In the last decade, several rapid detection methods, such as antibody-based, nucleic acid-based, and biochemical-based, were developed. Even though these methods have shortened the analysis time compared to the conventional detection method, still we have to allow time for selective enrichment of samples prior to employing rapid detection methods. An antibody-based method such as ELISA requires at least 106 CFU/ml for detection. Thus, to achieve that level of cells, it is important to use proper enrichment media for detection of foodborne pathogens. Furthermore, cell injury or stress encountered during food processing may affect cell numbers.

Additionally, selective agents in media can delay growth and recovery of stressed or injured cells. Thus, currently used selective media may not be suitable for use with modern detection methods. Furthermore, current trends emphasize the detection of multiple targets with a single device. To achieve that, a medium that can allow selective enrichment of multiple pathogens is desirable.

Project Objectives

The overall objective of this project is to develop immunomicroarray for concurrent detection of viable cells of three pathogens; L. monocytogenes, E. coli O157:H7 and Salmonella enterica.

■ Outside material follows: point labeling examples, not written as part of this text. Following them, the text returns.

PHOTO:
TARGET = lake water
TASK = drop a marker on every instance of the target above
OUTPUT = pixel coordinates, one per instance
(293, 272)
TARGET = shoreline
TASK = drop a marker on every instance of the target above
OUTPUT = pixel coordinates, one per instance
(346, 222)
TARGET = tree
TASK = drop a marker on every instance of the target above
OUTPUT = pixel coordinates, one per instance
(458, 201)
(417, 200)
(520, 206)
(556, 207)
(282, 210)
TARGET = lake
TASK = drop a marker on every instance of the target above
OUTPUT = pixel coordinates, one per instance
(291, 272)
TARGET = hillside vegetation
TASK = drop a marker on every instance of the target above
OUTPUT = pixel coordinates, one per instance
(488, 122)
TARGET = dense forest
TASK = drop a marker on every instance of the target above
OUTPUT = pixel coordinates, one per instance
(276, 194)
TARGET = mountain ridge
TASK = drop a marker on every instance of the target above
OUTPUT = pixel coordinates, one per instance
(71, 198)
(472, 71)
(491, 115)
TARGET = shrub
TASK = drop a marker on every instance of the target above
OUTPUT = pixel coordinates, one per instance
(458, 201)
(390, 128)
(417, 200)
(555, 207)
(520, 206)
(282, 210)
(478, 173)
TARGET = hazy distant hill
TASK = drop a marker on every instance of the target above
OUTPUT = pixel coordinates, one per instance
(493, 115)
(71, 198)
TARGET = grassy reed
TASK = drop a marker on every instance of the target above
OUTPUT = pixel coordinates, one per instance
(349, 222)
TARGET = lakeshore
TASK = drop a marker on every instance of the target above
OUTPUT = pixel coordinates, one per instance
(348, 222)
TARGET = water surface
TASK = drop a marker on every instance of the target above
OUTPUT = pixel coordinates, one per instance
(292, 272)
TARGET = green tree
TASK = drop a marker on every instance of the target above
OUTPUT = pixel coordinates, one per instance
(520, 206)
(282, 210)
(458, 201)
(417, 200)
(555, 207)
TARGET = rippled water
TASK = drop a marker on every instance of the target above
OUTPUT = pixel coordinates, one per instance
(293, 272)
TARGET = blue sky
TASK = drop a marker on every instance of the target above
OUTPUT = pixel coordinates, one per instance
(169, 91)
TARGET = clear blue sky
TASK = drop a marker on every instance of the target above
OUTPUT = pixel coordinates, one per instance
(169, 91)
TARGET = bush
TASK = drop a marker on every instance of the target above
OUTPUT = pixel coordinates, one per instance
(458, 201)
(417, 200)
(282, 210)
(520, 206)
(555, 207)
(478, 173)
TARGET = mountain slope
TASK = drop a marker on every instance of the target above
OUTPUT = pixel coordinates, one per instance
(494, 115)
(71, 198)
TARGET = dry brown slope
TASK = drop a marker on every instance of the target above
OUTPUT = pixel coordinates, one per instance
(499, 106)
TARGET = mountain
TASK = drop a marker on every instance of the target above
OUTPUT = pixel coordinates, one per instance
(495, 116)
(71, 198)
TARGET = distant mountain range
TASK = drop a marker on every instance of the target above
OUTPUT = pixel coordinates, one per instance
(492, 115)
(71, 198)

The specific objectives are:

  • Development of microarray assay in 96-well plate and glass slide using sandwich immunoassay for three pathogens.
  • Optimizing growth and enrichment of three pathogens (healthy or stressed) spiked in model food samples in a selective enrichment broth for use with microarray.

Project Highlights

Our group has developed a selective enrichment medium for simultaneous growth and detection of Escherichia coli O157:H7, Listeria monocytogenes, and Salmonella. The media, designated SEL (Salmonella, E. coli, Listeria) was formulated using Buffered Listeria Enrichment Broth (BLEB) base and various combinations of antibiotics: acriflavine, cycloheximide, fosfomycin and nalidixic acid. Initial testing indicated that this medium supports the growth of E. coli O157:H7, L. monocytogenes and S. enteritidis well, and the growth rate of each is comparable to the respective selective enrichment broth such as modified EC medium for E. coli, RV for Salmonella and FB for Listeria.